I've always been pretty honest about the challenges I have with mental health. This post was written yesterday after a very bad anxiety attack that I'm still feeling the effects from. This is the reflection that came from that. 

 I've had a rough day. Before the news was unfolding, I had a fire up of some neurological issues. When the Visual Snow gets rough makes seeing a bit of a challenge. Also means the light sensitivity and the afterimages goes up a few notches. Such stuff then in turn fuels the anxiety so that what would be normal "minor" annoyances like a computer acting up. Turns into a full-blown fire breathing dragon. You do what you can to keep your head above water. Inside you are a jumbled wreck and your tolerance for B.S. goes out the window. You know full well that you're in a spot where you have more in common with an angry snapping turtle than a believer in Christ. It is hard to remain charitable with such a passion for what is going on.

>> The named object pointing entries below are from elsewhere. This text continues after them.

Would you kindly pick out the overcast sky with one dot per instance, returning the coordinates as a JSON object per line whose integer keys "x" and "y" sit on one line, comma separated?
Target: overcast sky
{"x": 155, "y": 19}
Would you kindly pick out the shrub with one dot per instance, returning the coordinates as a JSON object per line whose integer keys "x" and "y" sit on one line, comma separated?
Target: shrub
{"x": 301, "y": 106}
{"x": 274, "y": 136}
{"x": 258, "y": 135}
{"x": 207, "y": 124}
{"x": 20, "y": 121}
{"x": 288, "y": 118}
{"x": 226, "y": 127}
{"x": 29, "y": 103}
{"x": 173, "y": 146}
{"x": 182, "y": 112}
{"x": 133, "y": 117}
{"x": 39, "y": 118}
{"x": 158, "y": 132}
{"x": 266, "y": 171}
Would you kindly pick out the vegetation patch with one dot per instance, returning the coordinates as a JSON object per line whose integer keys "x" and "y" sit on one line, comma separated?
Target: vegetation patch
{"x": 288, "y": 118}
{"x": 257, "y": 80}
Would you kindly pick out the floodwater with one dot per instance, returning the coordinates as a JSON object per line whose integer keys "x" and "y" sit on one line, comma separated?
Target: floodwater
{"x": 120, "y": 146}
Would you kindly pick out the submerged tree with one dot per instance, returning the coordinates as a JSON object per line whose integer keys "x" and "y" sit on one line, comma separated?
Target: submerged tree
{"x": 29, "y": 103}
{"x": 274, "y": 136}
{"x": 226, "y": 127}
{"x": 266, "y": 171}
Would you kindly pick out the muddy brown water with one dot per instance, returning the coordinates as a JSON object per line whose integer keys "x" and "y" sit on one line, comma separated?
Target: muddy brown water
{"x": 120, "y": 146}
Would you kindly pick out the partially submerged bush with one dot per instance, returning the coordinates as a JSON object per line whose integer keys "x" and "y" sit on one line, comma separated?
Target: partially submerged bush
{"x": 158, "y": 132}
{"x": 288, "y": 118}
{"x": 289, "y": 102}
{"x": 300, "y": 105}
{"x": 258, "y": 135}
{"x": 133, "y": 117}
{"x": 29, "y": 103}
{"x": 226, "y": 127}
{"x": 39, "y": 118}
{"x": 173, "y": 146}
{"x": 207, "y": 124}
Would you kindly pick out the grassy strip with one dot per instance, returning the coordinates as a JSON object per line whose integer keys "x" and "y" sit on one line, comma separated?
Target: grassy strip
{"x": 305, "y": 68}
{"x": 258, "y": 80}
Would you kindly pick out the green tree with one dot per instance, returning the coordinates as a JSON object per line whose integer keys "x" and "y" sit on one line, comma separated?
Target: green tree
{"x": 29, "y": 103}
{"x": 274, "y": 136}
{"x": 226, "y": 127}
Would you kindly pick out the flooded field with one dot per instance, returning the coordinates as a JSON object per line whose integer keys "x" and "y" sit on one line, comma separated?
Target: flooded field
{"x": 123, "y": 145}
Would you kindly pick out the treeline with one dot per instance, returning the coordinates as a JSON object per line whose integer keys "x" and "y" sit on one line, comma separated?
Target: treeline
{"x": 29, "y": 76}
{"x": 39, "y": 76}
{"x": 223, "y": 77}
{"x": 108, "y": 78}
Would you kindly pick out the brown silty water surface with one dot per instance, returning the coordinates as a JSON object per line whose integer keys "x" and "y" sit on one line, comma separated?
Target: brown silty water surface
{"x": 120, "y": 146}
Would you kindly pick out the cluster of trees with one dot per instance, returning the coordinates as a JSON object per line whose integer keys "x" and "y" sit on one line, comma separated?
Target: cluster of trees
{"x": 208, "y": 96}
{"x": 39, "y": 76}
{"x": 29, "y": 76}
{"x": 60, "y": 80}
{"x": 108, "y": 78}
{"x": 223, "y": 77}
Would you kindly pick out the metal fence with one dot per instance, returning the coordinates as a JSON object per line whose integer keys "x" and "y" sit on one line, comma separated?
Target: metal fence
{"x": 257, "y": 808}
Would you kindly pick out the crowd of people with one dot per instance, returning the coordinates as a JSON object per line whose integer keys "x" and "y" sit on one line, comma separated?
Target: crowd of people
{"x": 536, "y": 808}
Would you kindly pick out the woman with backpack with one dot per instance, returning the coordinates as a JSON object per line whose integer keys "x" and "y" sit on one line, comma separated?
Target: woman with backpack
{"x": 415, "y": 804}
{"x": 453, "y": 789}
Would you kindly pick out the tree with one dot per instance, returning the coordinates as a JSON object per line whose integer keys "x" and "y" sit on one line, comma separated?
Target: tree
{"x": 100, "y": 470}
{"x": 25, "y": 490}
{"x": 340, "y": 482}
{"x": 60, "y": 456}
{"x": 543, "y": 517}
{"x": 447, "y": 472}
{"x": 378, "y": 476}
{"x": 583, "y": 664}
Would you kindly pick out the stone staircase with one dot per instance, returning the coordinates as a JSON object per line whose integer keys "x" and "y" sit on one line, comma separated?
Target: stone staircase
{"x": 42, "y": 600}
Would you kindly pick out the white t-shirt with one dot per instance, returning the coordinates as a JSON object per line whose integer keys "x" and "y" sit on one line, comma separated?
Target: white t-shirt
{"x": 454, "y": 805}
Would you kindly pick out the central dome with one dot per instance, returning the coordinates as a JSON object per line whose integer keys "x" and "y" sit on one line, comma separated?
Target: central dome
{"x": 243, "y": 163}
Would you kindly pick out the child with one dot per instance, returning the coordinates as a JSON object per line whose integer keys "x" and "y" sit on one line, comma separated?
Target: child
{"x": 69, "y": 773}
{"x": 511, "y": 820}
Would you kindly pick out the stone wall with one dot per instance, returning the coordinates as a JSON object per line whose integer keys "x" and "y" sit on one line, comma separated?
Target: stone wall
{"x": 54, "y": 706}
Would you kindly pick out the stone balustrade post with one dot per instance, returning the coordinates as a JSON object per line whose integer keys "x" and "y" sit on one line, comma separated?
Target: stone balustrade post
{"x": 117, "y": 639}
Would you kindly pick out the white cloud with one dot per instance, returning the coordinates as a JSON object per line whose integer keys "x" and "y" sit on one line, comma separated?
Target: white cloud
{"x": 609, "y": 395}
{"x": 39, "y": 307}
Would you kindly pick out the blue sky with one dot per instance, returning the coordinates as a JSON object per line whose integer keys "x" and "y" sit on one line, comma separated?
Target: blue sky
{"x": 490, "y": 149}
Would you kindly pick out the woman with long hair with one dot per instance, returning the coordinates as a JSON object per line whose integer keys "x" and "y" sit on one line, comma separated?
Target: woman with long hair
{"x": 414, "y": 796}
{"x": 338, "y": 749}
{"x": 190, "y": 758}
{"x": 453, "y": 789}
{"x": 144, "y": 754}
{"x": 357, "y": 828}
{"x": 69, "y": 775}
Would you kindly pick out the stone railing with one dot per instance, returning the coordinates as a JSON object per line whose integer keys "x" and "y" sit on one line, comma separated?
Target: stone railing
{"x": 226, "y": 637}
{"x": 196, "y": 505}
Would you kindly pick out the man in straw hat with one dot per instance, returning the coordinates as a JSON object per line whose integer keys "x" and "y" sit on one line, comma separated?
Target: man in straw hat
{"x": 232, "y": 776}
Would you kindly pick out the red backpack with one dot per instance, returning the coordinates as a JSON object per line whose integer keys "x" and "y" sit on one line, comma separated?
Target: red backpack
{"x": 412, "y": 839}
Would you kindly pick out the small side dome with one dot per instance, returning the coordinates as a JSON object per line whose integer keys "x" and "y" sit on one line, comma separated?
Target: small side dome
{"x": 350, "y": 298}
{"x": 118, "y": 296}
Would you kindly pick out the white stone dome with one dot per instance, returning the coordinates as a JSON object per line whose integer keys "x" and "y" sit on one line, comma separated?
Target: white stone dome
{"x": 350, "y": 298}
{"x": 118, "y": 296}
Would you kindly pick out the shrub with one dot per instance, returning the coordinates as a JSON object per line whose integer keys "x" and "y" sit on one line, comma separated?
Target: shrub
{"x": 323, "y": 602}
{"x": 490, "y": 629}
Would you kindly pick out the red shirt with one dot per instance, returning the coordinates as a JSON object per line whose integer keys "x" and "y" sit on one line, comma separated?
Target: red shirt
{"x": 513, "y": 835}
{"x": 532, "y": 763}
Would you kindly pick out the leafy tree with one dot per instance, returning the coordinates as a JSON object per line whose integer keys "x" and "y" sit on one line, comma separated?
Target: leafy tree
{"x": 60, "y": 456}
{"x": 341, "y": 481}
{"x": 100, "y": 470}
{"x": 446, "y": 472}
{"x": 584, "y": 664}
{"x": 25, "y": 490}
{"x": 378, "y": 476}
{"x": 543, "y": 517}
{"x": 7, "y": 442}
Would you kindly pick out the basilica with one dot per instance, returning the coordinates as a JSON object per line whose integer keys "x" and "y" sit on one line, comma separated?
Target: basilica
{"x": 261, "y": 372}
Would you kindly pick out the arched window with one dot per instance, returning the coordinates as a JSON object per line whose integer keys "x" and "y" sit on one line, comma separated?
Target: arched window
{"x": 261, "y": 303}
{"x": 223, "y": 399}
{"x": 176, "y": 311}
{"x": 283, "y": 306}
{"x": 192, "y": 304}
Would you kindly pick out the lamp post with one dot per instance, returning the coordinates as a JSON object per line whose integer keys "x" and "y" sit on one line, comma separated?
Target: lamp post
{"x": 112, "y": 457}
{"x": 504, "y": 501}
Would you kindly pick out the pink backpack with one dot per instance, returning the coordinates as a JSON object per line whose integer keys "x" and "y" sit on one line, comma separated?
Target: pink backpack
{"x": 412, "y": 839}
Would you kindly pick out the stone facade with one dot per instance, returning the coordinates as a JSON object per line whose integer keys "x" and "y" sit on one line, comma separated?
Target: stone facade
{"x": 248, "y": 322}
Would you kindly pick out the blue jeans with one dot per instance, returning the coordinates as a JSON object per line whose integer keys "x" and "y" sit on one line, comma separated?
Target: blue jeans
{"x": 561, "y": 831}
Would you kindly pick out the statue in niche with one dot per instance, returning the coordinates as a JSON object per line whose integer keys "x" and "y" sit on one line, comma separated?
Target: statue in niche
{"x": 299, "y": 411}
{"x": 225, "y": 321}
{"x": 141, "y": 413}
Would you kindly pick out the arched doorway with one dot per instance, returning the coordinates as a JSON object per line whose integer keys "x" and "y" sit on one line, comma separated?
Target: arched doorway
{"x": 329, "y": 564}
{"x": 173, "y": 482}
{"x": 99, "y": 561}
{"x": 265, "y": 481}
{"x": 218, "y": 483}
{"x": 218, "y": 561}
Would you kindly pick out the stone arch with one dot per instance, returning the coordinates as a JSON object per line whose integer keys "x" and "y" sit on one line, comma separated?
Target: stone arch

Sometimes you have to take a bit of a step back and put those issues into prayer. Because in those moments' prayer is the only thing that will help. Gives you something to focus on. Even if that prayer is "Jesus Help!" Which has been a bit of a phrase for me today. The world will always be on fire in some way or another. That is just the nature of things. Yet Christ knew that and make it clear. You look though the history of the entire world you see things play out time and time again. What gives me my own hope though my struggles are the lives of the Saints who have gone before us. Some of them faced uphill climbs that make my difficulties seem minor. Living the faith as Catholic is not an easy road to travel on. When we look deeper into things, we see that was done on purpose. We are constantly tested to the point of nearly breaking. When we come out of that storm, we are exhausted and yet stronger for it. My faith in Christ has guided me though many of them.

I've had a rough day. Not the first time and won't be the last time. By the Grace of God, I am still standing. That counts for something.